Photo:Houses at the north end of Belton Road, Round Hill; built in the early 20th century of brick, unlike the stuccoed houses found in the rest of the suburb. Some bricks came from the former Tower Mill which stood on the site until its demolition in 1913.

Houses at the north end of Belton Road, Round Hill; built in the early 20th century of brick, unlike the stuccoed houses found in the rest of the suburb. Some bricks came from the former Tower Mill which stood on the site until its demolition in 1913.

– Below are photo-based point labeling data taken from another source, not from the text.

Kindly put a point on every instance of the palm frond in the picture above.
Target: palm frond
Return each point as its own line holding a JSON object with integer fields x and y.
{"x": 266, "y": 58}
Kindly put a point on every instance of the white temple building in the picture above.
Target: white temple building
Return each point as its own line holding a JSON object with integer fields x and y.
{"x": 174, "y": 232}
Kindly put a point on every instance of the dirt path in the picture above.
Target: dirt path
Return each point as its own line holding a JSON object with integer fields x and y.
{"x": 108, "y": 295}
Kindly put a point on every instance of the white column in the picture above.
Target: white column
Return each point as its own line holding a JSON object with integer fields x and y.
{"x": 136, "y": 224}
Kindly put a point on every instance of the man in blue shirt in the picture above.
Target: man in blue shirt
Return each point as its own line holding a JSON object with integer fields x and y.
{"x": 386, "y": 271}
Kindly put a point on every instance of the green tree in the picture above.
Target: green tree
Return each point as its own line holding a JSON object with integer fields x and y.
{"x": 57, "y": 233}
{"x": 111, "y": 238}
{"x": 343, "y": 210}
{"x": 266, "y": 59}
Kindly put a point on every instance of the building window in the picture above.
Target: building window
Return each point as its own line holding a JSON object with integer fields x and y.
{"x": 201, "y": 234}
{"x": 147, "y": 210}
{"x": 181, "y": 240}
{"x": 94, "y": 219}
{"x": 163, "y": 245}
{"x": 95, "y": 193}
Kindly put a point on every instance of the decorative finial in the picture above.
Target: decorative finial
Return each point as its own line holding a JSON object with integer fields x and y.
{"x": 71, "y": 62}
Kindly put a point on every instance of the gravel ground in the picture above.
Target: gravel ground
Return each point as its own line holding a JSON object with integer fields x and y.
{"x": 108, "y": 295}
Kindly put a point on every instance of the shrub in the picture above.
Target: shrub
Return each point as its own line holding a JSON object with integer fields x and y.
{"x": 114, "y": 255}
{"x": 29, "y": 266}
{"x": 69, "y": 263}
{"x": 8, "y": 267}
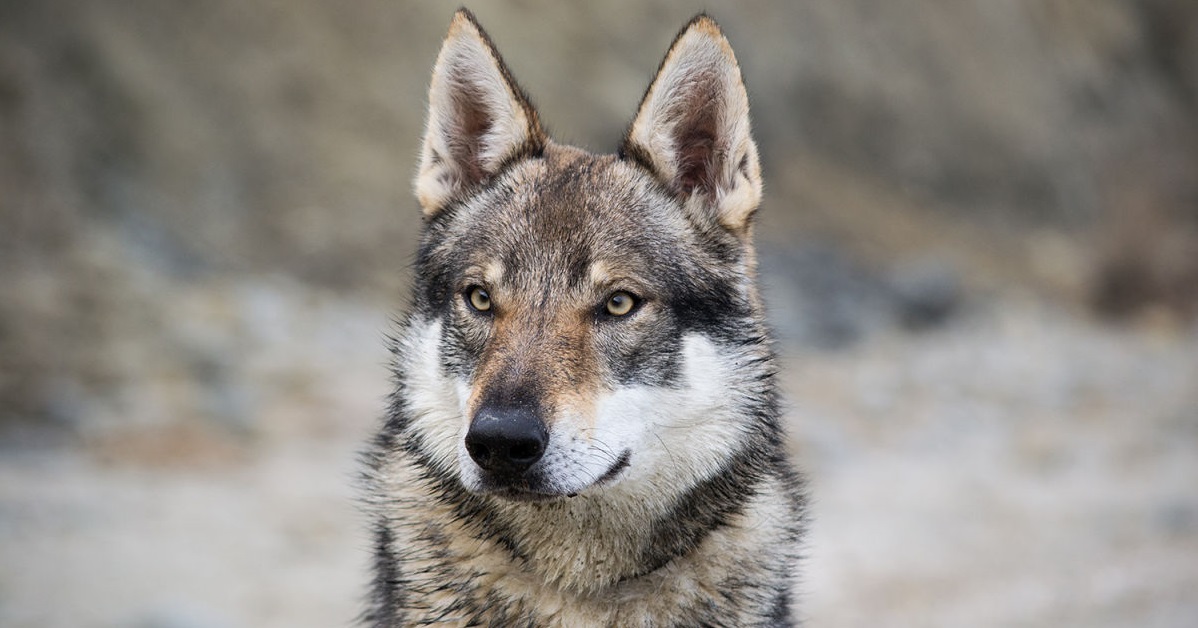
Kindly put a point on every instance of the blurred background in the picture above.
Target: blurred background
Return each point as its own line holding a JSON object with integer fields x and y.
{"x": 979, "y": 243}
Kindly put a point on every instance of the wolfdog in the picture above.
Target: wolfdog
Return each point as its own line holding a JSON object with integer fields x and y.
{"x": 585, "y": 428}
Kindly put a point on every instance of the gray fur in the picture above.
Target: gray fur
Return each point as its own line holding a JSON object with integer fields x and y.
{"x": 664, "y": 496}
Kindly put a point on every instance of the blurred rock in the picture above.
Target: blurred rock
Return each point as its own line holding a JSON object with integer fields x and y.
{"x": 925, "y": 293}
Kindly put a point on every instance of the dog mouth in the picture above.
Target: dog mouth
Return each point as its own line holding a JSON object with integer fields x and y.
{"x": 533, "y": 487}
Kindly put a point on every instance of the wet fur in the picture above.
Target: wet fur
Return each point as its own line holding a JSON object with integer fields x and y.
{"x": 665, "y": 497}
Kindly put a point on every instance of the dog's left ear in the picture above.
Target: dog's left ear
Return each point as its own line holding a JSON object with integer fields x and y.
{"x": 693, "y": 128}
{"x": 478, "y": 118}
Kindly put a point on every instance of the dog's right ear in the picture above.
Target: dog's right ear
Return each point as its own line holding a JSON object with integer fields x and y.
{"x": 478, "y": 118}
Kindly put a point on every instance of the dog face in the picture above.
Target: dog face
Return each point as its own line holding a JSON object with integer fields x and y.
{"x": 584, "y": 322}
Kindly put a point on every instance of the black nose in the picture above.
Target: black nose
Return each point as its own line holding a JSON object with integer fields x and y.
{"x": 506, "y": 440}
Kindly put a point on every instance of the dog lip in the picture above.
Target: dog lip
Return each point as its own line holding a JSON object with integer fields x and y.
{"x": 616, "y": 468}
{"x": 525, "y": 493}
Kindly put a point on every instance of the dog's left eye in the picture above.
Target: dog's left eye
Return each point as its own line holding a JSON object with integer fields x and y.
{"x": 621, "y": 303}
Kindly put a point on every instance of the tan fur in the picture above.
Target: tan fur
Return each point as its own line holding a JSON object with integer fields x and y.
{"x": 469, "y": 64}
{"x": 703, "y": 53}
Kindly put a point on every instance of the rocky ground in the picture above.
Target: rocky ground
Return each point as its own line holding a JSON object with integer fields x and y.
{"x": 1017, "y": 465}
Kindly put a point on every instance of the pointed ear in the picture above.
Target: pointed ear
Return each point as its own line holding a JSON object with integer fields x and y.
{"x": 478, "y": 118}
{"x": 693, "y": 128}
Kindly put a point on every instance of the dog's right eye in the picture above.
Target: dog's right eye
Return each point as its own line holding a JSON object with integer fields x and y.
{"x": 478, "y": 299}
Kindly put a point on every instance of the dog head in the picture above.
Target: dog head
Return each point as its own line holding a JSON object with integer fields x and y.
{"x": 582, "y": 321}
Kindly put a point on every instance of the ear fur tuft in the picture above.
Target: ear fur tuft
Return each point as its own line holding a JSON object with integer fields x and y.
{"x": 479, "y": 119}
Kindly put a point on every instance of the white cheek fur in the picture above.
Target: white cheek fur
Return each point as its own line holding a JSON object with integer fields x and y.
{"x": 676, "y": 436}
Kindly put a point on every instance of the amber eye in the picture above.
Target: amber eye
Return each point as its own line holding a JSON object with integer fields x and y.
{"x": 621, "y": 303}
{"x": 478, "y": 299}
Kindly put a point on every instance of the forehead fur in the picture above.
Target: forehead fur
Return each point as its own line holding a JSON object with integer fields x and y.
{"x": 551, "y": 219}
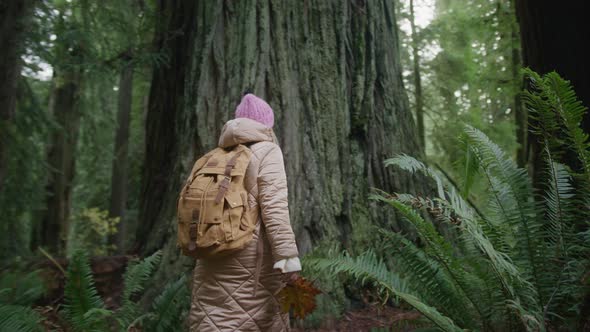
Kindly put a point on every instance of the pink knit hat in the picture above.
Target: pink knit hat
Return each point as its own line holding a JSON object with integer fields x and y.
{"x": 255, "y": 108}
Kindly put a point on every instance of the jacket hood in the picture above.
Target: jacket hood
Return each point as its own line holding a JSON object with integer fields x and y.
{"x": 244, "y": 130}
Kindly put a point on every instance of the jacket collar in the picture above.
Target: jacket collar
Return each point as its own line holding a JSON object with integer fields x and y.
{"x": 243, "y": 131}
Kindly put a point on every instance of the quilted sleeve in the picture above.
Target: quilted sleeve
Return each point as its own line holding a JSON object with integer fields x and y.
{"x": 274, "y": 208}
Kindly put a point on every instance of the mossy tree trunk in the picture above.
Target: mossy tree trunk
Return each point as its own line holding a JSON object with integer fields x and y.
{"x": 13, "y": 16}
{"x": 554, "y": 38}
{"x": 119, "y": 178}
{"x": 331, "y": 72}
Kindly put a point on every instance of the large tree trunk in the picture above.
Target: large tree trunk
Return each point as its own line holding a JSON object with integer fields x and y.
{"x": 64, "y": 107}
{"x": 13, "y": 14}
{"x": 331, "y": 72}
{"x": 176, "y": 23}
{"x": 119, "y": 179}
{"x": 554, "y": 37}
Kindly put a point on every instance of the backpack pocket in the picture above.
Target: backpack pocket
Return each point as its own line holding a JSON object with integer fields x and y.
{"x": 235, "y": 211}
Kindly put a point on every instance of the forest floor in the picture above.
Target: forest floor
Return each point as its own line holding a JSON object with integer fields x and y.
{"x": 372, "y": 318}
{"x": 108, "y": 273}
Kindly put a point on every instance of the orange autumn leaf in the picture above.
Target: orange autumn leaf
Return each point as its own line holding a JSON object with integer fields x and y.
{"x": 298, "y": 296}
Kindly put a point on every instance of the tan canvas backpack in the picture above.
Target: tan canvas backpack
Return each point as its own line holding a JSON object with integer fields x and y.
{"x": 214, "y": 217}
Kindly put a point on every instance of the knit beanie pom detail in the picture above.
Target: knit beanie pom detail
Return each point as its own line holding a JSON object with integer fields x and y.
{"x": 255, "y": 108}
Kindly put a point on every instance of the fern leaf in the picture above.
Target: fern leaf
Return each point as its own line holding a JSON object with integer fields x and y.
{"x": 136, "y": 276}
{"x": 169, "y": 308}
{"x": 17, "y": 318}
{"x": 81, "y": 295}
{"x": 367, "y": 268}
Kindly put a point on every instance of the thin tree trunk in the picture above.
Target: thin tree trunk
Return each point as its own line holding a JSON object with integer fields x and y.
{"x": 331, "y": 72}
{"x": 176, "y": 23}
{"x": 120, "y": 158}
{"x": 13, "y": 15}
{"x": 554, "y": 38}
{"x": 64, "y": 106}
{"x": 520, "y": 114}
{"x": 417, "y": 80}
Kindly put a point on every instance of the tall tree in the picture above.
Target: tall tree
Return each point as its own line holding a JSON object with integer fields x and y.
{"x": 64, "y": 107}
{"x": 554, "y": 38}
{"x": 13, "y": 16}
{"x": 175, "y": 25}
{"x": 331, "y": 72}
{"x": 119, "y": 179}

The Voice of Hassocks:Click on image to open large version

'Going out the back' with the Argus

By Philip Burnard

The step routine

I grew up in Belton Road, in the Roundhill area, in a small Victorian terraced house. At the front of the houses were one or two steps. Houseproud neighbours would kneel down and spend a lot of time scrubbing their steps with Vim - a fairly harsh cleaning product. Having clean steps seems to have been a sign indicating that you were both clean and organised. I don't think we ever cleaned ours.

'Out the back'

At the back of the house was an outside toilet. A drafty affair, especially in the winter. Early toilet paper consisted of torn up editions of the Evening Argus, threaded onto a piece of string. Later, we moved up in the world to Izal.  Izal was an incredibly tough and very rough paper that made me wish that we had gone back to the Evening Argus.  For some reason, when we were going to the outside loo, we declared that we were 'Going out the back'.

Sermons

My father kept an old copy of the Bible in the outside loo. He was a Pastor in his own Pentecostal church and wrote some of his sermons there. This probably is not as daft as it sounds. The inside of the house was noisy, with little privacy or relative silence. Certainly odd, though.

I wonder if you had an outside loo? Do you remember Izal? Share your memories by posting a comment below.

 

This page was added on 16/05/2017.
Comments about this page

I lived at 18 Blucher Place on the carpark in the centre of town, which was knocked down to make way for the Churchill Square development. We had an indoor loo, but my nan, grandad and uncle who lived at 21 did not. Philip is spot on with newspaper being used, an early form of recycling. Blucher Place, Cannon Street and Artillery Street were built in around 1825, all named after the battle of Waterloo. Being in the town centre, meant that we were so close to all the amenities, especially all the cinemas. The Regent, Academy, Essoldo, Curzon just to name a few.